Monsieur Abe fit entendre quelque chose d’incompréhensible.

— Et ensuite, méditait Li… attends, j’y suis. Je serais enlevée par un gorille, tu sais, un affreux gorille noir et poilu.

Monsieur Abe rougit et essaya d’enfouir ses maudites jambes encore plus profondément dans le sable :

— Mais il n’y a pas de gorilles ici, objecta-t-il d’un ton peu convaincant.

— Si, il y en a. Il y a toutes sortes de bêtes ici. Il faut voir ça en artiste, Abe. Un gorille, ça ferait formidablement bien avec ma peau. Tu as remarqué les poils qu’elle a sur les jambes, Judy ?

— Non, dit Abe, tout désolé du tour que prenait la conversation.

— Des jambes affreuses, déclara la chérie en regardant ses mollets. Et lorsque le gorille m’aura prise dans ses bras, un jeune sauvage splendide sortira de la forêt et il assommera le gorille.

— Comment serait-il habillé ?

— Il aurait un arc, dit la chérie sans hésitation. Et une couronne de fleurs sur la tête. Ce sauvage me ferait prisonnière et m’amènerait au camp des cannibales.

— Il n’y en a pas ici, des cannibales, dit Abe, soucieux de la réputation de l’île Tahouara.

— Mais si, il y en a. Ces cannibales voudraient m’immoler à leurs idoles en chantant des chansons hawaiiennes. Tu sais, comme les nègres au restaurant Paradise. Mais ce jeune cannibale tomberait amoureux de moi, soupira la chérie en écarquillant scs yeux émerveillés, et puis un autre sauvage tomberait aussi amoureux de moi, mettons le chef des cannibales… et puis un Blanc…

— Et d’où il sortirait ce Blanc ? demanda Abe à toutes fins utiles.

— Ce serait leur prisonnier. Peut-être un célèbre ténor qui serait tombé entre les mains des sauvages. C’est pour qu’il puisse chanter dans le film.

— Et comment serait-il habillé ?

La chérie contemplait ses gros orteils :

— Il devrait être… sans rien… comme les cannibales.

Monsieur Abe secoua la tête :

— Ma chérie, ça ne marcherait pas. Tous les grands ténors sont terriblement gras.

— C’est dommage, regretta la chérie. Alors on pourrait donner le rôle à Fred et le ténor se contenterait de chanter. Tu sais bien comment on la fait, la synchronisation dans les films.

— Mais Fred a été dévoré par un requin !

La chérie se vexa :

— Il ne faut pas être si terriblement réaliste, Abe. Il est impossible de parler art avec toi. Et le chef me couvrirait tout entière de colliers de perles…

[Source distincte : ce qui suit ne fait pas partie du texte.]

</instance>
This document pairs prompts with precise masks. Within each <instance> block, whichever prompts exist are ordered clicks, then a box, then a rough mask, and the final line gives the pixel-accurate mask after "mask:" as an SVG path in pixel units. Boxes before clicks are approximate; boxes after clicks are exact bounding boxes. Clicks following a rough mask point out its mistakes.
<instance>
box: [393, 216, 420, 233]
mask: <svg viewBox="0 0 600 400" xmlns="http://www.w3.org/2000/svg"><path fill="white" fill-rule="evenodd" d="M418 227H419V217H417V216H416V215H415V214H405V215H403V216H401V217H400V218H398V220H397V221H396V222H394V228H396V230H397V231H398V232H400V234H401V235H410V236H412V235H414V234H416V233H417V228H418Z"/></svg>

— Où est-ce qu’il les prendrait ?

— Il y en a des tas ici, de perles, affirma Li. Et Fred serait jaloux et boxerait avec lui sur un rocher, au-dessus des vagues. Fred serait épatant, comme silhouette contre le ciel, tu ne crois pas ? Hein que c’est une idée sensationnelle ? Et tous les deux tomberaient à la mer… La chérie rayonnait. — Et c’est à ce moment qu’on pourrait mettre le détail avec le requin. Qu’est-ce qu’elle râlerait, Judy, si Fred jouait dans un film avec moi ! Et moi, je me marierais avec le beau sauvage…

Li aux cheveux d’or se leva d’un bond :

— Nous serions là, sur la côte… contre le coucher du soleil… tout nus… et le film s’achèverait lentement…

Li rejeta son peignoir de bain :

— Je vais dans l’eau…

— Pas pris ton maillot ? lui rappelait Abe atterré, tout en se tournant vers le yacht pour voir si personne ne regardait ; mais Li chérie dansait déjà sur le sable qui descendait vers la lagune.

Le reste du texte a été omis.